Please note that unfortunately this year's lectures will not be broadcasted as a live stream.

How do we figure out past forms of personhood? How did templates of personhood change in the past? It seems that when it comes to reconstructing models of persons in the pre-modern past, the most persistence anachronisms and the most adventurous forms of othering are hard to avoid: Past persons are imagined as very much like us, imperfect versions of ourselves, or as utterly different—often only negatively defined as not possessing some essential attributes of ourselves (or rather, of our cherished self-images).

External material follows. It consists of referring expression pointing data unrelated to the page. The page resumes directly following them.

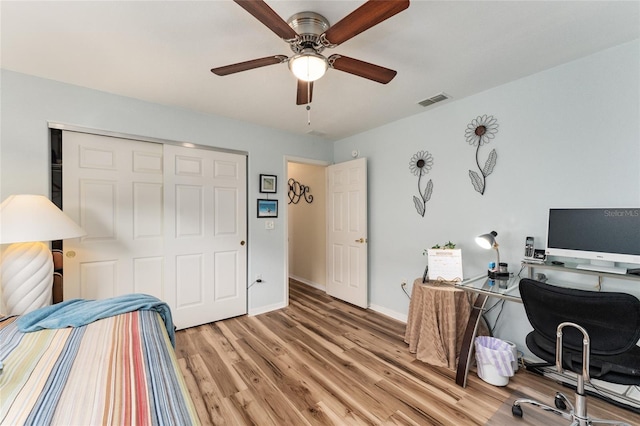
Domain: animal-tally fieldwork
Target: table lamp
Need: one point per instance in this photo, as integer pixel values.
(26, 266)
(488, 241)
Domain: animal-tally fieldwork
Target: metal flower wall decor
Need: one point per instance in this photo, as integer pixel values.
(480, 132)
(420, 164)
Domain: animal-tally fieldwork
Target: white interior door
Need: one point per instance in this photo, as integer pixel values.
(113, 188)
(347, 232)
(163, 220)
(205, 234)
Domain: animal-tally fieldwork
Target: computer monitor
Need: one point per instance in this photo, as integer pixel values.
(604, 236)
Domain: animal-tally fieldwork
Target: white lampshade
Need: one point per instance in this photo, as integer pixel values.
(26, 266)
(25, 218)
(308, 65)
(487, 241)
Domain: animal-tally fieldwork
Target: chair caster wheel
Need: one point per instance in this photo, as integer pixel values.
(516, 410)
(560, 405)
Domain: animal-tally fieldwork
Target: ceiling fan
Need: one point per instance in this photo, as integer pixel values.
(309, 33)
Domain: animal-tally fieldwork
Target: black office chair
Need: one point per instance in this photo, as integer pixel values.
(597, 332)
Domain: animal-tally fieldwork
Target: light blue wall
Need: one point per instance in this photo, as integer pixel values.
(27, 103)
(568, 136)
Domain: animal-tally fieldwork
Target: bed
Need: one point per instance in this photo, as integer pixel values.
(119, 368)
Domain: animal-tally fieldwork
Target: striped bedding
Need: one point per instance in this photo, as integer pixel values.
(120, 370)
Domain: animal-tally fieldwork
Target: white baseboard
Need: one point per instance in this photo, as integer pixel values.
(265, 309)
(309, 283)
(392, 314)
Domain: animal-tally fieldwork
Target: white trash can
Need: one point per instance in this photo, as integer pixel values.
(494, 359)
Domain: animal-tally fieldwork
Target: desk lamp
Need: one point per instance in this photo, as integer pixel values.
(488, 241)
(26, 266)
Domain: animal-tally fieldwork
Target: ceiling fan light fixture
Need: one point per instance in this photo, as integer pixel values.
(308, 65)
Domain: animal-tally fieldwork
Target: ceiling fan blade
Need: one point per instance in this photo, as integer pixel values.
(366, 16)
(362, 69)
(249, 65)
(263, 13)
(305, 92)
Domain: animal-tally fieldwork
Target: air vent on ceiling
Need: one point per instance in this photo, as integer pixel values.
(316, 133)
(432, 100)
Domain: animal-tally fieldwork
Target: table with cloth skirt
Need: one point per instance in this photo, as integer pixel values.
(438, 317)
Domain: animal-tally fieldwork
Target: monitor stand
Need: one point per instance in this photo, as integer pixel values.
(602, 266)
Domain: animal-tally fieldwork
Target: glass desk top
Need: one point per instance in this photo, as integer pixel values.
(506, 288)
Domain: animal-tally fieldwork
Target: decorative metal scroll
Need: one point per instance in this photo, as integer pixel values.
(298, 191)
(479, 132)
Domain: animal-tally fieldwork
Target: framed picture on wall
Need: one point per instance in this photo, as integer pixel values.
(267, 208)
(268, 184)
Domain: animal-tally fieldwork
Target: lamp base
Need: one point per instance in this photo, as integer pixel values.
(26, 270)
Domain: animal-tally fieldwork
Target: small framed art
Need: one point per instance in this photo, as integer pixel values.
(267, 208)
(268, 184)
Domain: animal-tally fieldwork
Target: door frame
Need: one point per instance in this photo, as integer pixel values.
(301, 160)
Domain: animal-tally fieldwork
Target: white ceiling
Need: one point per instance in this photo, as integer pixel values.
(162, 52)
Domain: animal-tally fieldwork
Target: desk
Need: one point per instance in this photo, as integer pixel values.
(442, 323)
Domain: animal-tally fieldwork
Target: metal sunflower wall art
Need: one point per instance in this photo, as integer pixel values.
(479, 132)
(420, 164)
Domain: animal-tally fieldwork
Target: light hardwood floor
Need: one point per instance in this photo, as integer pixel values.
(321, 361)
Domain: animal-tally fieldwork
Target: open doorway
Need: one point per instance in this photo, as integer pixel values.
(306, 222)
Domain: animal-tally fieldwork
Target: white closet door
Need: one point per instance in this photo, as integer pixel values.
(205, 234)
(160, 219)
(113, 188)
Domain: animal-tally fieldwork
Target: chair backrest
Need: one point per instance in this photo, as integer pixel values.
(612, 319)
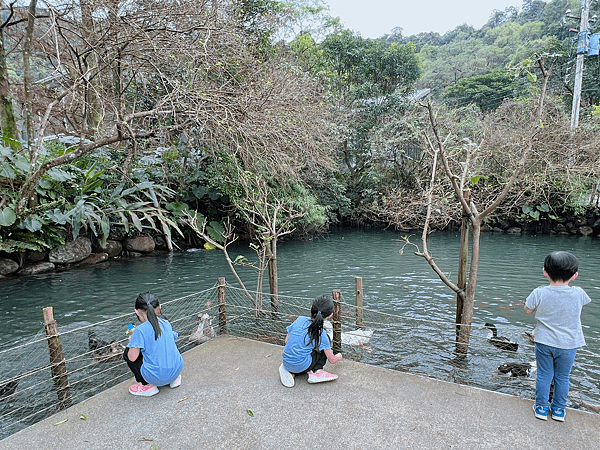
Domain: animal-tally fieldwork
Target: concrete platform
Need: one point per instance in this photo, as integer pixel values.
(231, 398)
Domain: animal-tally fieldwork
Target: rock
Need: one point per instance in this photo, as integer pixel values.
(34, 256)
(8, 266)
(160, 242)
(112, 248)
(95, 258)
(71, 252)
(37, 268)
(140, 244)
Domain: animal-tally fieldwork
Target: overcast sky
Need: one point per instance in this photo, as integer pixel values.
(374, 18)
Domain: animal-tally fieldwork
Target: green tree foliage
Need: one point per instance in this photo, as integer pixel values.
(486, 91)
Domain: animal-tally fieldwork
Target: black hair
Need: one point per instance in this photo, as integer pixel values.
(561, 266)
(149, 302)
(321, 308)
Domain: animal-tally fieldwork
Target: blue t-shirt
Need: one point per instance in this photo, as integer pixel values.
(558, 315)
(162, 361)
(297, 351)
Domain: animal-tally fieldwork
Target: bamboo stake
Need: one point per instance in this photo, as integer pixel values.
(222, 307)
(337, 322)
(359, 301)
(57, 358)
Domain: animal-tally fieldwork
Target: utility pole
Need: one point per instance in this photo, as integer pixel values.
(583, 28)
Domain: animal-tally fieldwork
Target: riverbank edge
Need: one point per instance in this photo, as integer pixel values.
(87, 250)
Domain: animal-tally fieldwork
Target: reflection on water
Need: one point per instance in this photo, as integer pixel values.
(394, 283)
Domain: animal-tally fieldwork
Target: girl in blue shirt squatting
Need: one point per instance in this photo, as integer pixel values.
(307, 347)
(152, 354)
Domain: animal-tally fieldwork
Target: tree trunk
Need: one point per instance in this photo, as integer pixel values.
(8, 123)
(27, 79)
(462, 266)
(464, 335)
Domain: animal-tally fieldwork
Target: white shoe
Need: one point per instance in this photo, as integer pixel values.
(320, 376)
(287, 379)
(176, 383)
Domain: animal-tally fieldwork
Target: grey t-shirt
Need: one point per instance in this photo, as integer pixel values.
(558, 315)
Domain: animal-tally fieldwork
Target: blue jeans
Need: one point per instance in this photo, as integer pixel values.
(553, 364)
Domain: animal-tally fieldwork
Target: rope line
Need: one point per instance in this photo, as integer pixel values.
(410, 343)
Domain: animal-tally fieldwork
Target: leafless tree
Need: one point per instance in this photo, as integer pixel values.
(128, 71)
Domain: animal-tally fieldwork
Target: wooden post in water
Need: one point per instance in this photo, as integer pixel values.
(336, 346)
(57, 358)
(359, 301)
(222, 307)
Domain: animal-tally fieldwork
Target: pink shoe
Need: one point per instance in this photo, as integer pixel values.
(176, 383)
(320, 376)
(143, 390)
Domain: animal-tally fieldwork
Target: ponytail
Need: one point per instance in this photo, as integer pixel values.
(321, 308)
(149, 302)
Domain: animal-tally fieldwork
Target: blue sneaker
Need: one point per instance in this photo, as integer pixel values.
(558, 414)
(541, 412)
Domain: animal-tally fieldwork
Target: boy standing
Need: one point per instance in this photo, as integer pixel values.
(558, 332)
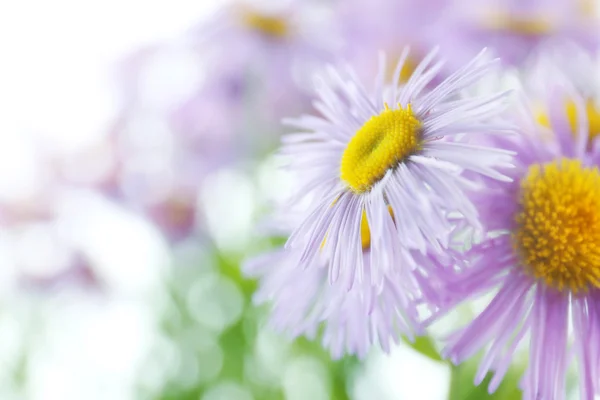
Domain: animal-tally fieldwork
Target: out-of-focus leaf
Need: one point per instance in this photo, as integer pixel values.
(425, 346)
(462, 387)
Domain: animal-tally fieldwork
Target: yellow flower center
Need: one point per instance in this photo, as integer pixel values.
(380, 144)
(267, 24)
(502, 21)
(593, 116)
(557, 235)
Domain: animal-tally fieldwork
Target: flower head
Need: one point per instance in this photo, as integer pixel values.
(544, 258)
(353, 321)
(396, 159)
(514, 28)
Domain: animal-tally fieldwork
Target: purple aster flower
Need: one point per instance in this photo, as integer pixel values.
(513, 28)
(273, 49)
(387, 26)
(544, 259)
(353, 320)
(396, 158)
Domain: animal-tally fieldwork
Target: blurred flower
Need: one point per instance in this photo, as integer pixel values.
(400, 169)
(272, 48)
(236, 75)
(544, 257)
(388, 26)
(513, 28)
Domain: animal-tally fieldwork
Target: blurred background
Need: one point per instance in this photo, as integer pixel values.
(136, 166)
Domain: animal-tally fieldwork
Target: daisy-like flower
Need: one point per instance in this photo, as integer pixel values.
(396, 158)
(513, 29)
(353, 320)
(544, 259)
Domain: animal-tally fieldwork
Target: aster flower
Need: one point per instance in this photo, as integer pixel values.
(396, 159)
(513, 29)
(544, 259)
(353, 320)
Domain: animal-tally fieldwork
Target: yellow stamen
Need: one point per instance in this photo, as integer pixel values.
(593, 116)
(266, 24)
(557, 235)
(380, 144)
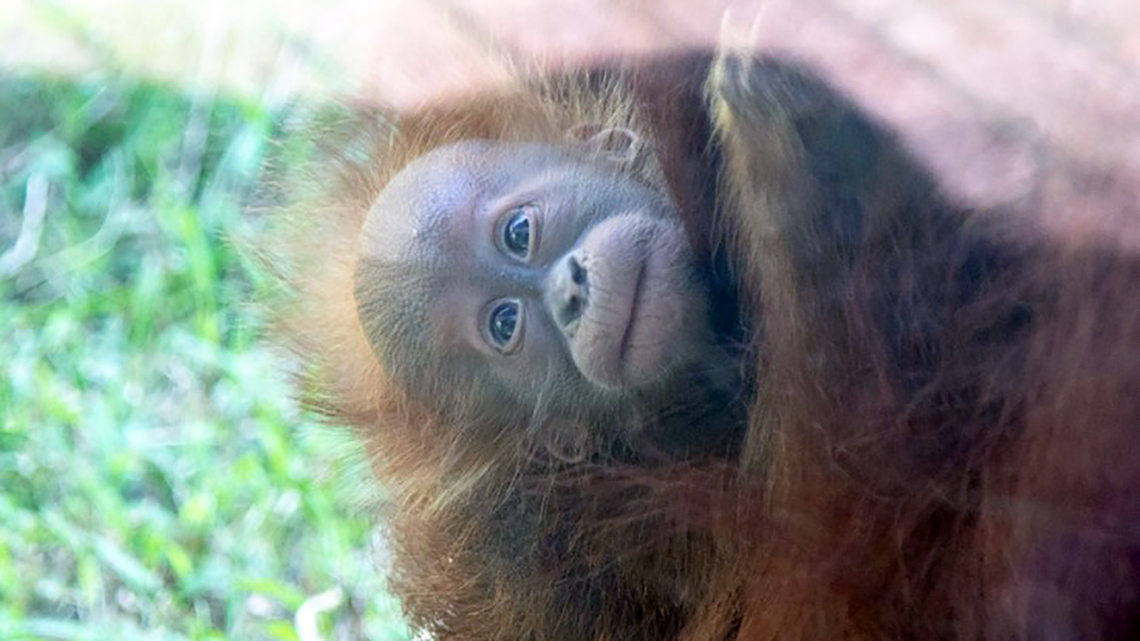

The three lectures would deal with modelling persons, past and present—with ways of modelling persons in late medieval and early modern times, one the one hand, and with historians’ attempts to reconstruct such models of past personhood, on the other. Rather than seeking to offer an extensive survey of a vast field, they seek to explore some possible approaches. We shall not ask directly about past notions of the person—for instance, about the concept of individual or self, elaborated by literati. Instead, each lecture would take a backdoor approach by following forms of action and social processes: Ways of shaking off an ascribed identity; attempts to shape and mold recalcitrant persons; and finally, explore an essential precondition for personhood—the emergence of ways of life.

 1.Self-Forgetting in the Late Middle Ages - Monday, 6 November, 2017

 2. Self-Fashioning, the other way around - Tuesday, 7 November,  2017

 3. Ways of Life: Toward A Longer History - Thursday, 9 November, 2017

Prof. Gadi Algazi teaches at the Department of History at Tel Aviv University. He is also associate research fellow at international research centre Work and Human Life Cycle in Global History at the Humboldt University, Berlin. He is member of the editorial board of Past & Present and Historische Anthropologie, and previously served as senior editor of the journal History & Memory (2001–2012). He was fellow at the Max Planck Institute of History (Göttingen), the Max Planck Institute of the History of Science (Berlin) and the Wissenschaftskolleg zu Berlin, and visiting professor at the École des hautes études en sciences sociales (Paris) and the Free University (Berlin). His research interests include late medieval and early modern social and cultural history, with an emphasis on historical anthropology and gender history; he is particularly interested in the history and theory of the social sciences, settler colonialism and frontier societies. He is now completing a book on the making of the scholarly way of life, 1470–1630.